With the U.S. signaling plans to scale back its financial and military assistance to Ukraine while pursuing negotiations with Russia to end the war, European leaders scrambled to reassess their strategy. A high-level meeting in Paris brought together key EU policymakers to explore alternative ways to sustain Ukraine’s defense and economic stability. However, the informal gathering ended without concrete measures, fueling concerns about Europe’s ability to maintain unified support in the absence of U.S. leadership.
Eyes on Ukraine war
Strengthening defense capabilities and providing continued aid to Ukraine is expected to impose a significant financial strain on Europe’s largest economies, with estimates suggesting the costs could reach $3.1 trillion over the next decade. This raises concerns about higher fiscal deficits, potential tax hikes, and inflationary pressures that could complicate the European Central Bank’s monetary policy path.

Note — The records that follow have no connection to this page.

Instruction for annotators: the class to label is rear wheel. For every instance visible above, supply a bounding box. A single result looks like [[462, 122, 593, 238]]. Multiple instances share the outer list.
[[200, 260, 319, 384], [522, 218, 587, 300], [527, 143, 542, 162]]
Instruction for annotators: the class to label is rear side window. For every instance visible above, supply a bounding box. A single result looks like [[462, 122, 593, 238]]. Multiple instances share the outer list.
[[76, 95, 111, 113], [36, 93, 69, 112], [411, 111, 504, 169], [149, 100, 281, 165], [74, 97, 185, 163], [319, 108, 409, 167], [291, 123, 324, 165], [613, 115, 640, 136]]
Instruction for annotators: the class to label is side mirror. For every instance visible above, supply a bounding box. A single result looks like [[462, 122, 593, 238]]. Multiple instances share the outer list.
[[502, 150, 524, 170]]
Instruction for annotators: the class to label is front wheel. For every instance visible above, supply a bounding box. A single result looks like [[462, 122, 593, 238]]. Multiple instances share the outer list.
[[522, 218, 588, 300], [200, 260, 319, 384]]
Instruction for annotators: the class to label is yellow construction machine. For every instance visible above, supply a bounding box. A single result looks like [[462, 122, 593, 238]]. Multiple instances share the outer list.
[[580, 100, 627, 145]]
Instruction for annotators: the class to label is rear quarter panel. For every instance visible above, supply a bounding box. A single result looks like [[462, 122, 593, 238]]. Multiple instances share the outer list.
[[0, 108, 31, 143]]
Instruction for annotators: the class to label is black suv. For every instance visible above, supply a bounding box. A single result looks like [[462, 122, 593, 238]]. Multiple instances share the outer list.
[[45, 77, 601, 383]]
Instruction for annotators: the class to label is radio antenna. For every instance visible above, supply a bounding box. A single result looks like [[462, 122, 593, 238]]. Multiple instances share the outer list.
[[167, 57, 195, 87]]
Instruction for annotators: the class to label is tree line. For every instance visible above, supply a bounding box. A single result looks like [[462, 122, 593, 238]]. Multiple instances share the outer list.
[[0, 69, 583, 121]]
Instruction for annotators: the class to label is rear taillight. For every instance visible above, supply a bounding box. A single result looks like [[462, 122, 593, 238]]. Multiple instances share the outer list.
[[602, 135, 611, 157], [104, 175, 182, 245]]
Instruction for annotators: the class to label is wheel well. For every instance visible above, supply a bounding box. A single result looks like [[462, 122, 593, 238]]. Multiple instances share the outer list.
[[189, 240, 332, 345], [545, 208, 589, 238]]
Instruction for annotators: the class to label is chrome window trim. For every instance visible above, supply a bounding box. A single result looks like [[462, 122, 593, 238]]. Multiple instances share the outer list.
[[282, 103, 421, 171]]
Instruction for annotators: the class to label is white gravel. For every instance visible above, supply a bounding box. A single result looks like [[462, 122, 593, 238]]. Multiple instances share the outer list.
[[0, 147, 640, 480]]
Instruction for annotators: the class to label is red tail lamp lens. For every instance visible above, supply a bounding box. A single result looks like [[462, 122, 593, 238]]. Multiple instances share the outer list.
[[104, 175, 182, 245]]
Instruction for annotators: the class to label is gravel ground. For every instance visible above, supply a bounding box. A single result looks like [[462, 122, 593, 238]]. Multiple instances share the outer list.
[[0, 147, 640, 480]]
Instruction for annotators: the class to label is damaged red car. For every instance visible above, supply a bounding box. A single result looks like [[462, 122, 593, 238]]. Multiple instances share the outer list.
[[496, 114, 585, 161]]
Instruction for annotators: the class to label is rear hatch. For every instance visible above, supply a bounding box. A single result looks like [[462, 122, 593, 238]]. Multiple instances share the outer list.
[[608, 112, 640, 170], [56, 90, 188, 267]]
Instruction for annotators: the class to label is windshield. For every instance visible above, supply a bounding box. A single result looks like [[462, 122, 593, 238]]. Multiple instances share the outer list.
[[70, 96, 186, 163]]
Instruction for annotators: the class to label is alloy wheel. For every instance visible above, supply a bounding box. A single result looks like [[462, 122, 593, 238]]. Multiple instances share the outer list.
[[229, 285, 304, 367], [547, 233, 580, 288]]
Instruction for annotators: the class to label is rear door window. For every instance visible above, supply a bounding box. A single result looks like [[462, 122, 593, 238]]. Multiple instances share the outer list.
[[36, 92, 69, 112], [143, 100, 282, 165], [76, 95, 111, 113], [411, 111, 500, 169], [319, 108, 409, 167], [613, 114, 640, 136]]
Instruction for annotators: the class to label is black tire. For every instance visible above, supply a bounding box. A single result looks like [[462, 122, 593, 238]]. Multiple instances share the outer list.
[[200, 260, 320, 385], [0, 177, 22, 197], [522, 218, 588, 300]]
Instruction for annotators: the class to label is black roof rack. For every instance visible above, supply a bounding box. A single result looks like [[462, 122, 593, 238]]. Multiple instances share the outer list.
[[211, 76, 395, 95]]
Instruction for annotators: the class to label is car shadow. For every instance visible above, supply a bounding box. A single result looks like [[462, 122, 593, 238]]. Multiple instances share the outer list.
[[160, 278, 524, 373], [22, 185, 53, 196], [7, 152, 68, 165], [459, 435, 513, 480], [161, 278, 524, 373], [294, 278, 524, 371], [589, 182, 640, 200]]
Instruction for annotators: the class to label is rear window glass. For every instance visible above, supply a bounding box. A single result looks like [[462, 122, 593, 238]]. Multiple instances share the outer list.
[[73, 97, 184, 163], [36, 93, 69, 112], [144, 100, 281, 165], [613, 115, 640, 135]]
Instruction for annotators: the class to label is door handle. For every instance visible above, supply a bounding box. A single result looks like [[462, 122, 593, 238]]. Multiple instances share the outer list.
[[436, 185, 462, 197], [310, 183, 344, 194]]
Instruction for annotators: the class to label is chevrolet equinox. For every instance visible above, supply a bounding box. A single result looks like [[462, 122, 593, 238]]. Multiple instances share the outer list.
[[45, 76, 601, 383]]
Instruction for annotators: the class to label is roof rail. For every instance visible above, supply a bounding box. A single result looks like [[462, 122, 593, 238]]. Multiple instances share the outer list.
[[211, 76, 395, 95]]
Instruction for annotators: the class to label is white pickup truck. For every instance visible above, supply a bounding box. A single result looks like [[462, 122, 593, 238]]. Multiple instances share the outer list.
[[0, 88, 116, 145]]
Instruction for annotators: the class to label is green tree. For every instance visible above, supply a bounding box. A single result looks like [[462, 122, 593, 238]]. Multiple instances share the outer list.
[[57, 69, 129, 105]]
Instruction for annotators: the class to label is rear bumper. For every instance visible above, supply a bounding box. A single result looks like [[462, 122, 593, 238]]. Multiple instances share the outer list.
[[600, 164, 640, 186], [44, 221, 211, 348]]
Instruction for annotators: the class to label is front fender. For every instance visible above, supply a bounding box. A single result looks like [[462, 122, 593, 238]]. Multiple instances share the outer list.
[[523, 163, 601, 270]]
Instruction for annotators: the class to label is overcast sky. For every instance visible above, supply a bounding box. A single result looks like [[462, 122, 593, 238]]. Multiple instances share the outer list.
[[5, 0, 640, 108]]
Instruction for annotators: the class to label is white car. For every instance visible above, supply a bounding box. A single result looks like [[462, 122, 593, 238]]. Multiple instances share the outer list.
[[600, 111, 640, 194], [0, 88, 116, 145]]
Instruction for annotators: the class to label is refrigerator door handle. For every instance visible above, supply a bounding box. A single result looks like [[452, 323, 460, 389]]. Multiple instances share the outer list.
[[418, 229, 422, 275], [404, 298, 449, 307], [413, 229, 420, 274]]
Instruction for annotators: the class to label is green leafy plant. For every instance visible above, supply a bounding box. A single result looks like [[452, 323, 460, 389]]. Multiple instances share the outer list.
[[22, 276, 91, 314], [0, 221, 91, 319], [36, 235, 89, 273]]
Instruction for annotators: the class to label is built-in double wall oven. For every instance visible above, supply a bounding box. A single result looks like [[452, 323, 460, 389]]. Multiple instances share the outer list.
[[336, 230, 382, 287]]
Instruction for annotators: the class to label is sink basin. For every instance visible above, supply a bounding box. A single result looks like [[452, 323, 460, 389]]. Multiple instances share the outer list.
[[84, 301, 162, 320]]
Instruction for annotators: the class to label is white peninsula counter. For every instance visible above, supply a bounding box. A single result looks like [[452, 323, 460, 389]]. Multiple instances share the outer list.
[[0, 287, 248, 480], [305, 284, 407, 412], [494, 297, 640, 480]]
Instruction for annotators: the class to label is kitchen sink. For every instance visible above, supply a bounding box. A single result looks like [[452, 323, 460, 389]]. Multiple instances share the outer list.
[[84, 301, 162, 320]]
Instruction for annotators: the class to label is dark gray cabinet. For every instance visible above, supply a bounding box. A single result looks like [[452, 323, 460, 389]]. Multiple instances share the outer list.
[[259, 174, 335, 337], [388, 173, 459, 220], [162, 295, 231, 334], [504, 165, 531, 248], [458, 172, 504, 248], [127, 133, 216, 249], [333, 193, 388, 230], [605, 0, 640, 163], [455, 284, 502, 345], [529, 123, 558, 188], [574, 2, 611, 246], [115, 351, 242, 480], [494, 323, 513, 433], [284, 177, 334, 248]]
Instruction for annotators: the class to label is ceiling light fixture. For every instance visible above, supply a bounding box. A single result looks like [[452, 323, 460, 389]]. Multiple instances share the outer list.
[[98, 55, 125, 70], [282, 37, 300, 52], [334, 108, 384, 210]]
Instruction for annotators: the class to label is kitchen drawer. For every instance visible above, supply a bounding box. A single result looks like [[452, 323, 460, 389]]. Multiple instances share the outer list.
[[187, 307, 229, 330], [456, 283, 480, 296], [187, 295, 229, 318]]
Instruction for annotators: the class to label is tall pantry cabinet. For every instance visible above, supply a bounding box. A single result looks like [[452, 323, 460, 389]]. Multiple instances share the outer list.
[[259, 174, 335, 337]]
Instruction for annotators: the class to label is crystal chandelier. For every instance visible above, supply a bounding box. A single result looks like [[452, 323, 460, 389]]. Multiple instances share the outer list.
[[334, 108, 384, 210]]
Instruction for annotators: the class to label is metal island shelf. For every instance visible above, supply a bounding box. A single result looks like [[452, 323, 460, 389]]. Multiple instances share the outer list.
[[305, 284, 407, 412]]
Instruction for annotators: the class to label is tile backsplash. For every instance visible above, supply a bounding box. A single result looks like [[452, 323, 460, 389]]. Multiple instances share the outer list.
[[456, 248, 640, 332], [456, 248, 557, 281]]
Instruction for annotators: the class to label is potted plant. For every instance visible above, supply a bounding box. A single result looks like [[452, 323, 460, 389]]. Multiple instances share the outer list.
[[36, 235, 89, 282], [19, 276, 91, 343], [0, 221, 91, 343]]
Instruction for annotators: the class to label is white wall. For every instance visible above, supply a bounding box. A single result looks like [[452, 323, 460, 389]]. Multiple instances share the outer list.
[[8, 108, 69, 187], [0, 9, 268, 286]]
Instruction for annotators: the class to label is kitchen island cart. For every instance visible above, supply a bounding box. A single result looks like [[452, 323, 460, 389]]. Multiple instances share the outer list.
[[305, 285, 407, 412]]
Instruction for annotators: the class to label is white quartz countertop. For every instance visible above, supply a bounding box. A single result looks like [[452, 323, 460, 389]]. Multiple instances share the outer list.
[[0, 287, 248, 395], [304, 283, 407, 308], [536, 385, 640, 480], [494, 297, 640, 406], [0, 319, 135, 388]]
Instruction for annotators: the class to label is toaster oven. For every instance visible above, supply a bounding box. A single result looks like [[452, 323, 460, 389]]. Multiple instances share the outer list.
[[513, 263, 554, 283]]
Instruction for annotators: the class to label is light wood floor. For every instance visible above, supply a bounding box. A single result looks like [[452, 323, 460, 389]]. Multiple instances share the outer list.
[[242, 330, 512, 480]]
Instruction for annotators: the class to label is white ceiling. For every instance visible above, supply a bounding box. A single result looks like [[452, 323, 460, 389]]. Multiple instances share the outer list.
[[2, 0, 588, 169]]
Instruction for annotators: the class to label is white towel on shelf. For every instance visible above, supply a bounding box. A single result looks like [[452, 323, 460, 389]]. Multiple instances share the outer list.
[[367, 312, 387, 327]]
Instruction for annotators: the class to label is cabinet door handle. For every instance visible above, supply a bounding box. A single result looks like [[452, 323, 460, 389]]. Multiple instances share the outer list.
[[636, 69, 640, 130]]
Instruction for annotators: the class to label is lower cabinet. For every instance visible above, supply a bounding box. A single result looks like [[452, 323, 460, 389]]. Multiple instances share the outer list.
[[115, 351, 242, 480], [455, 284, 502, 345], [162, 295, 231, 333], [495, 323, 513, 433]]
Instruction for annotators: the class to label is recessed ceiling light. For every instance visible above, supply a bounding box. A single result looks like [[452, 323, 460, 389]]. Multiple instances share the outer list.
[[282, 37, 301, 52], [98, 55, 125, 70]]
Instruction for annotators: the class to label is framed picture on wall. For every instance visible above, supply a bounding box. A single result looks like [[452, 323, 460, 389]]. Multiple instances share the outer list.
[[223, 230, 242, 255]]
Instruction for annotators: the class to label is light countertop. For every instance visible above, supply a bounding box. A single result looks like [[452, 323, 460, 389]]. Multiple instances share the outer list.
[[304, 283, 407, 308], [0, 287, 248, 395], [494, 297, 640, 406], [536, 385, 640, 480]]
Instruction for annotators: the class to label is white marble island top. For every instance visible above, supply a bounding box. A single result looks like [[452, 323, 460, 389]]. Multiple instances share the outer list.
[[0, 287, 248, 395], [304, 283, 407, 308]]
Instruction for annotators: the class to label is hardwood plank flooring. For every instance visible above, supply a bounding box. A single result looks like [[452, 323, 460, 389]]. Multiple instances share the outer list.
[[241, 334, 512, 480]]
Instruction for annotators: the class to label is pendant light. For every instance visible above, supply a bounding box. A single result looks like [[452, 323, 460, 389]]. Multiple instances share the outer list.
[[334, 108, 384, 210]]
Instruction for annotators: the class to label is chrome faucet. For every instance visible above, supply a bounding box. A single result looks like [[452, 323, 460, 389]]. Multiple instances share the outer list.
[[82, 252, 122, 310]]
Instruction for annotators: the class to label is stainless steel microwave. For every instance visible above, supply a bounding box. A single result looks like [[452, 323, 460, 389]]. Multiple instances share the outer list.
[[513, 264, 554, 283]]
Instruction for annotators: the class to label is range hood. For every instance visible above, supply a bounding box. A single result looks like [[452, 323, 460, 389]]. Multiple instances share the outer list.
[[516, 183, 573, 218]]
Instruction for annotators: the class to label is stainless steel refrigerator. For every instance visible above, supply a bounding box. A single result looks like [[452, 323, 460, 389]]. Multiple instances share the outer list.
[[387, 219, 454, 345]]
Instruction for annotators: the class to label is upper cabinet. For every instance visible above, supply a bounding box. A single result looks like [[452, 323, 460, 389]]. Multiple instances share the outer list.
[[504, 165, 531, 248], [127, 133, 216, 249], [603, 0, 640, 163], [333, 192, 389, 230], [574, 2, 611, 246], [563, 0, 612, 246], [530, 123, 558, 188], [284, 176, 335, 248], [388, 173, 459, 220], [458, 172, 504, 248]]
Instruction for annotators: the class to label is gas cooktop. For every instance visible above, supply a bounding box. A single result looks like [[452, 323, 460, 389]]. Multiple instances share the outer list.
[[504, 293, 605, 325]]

On the monetary policy front, the ECB is widely expected to begin easing rates in the coming months to counter slowing economic growth and tame persistently low inflation. Markets are pricing in a 25-basis-point cut at each of the next three meetings, bringing the deposit rate down from its current level of 2.75%. If economic conditions warrant further easing, forecasts suggest rates could fall below 2% by 2026.
Uncertainty remains over the ECB pace of rate cuts
Still, uncertainty remains over the ECB’s pace of rate cuts, especially as inflation dynamics evolve. While price pressures have moderated, rising defense expenditures and fiscal stimulus measures could stoke inflation, potentially delaying aggressive rate reductions. Additionally, the euro’s recent depreciation could contribute to imported inflation, making the ECB’s policy decisions even more delicate.
Looking ahead, investors will closely monitor upcoming ECB speeches, inflation data, and geopolitical developments for further clues on the euro’s trajectory and the central bank’s policy response. The balance between economic growth, inflation control, and geopolitical risks will play a crucial role in shaping the euro’s performance in the coming months.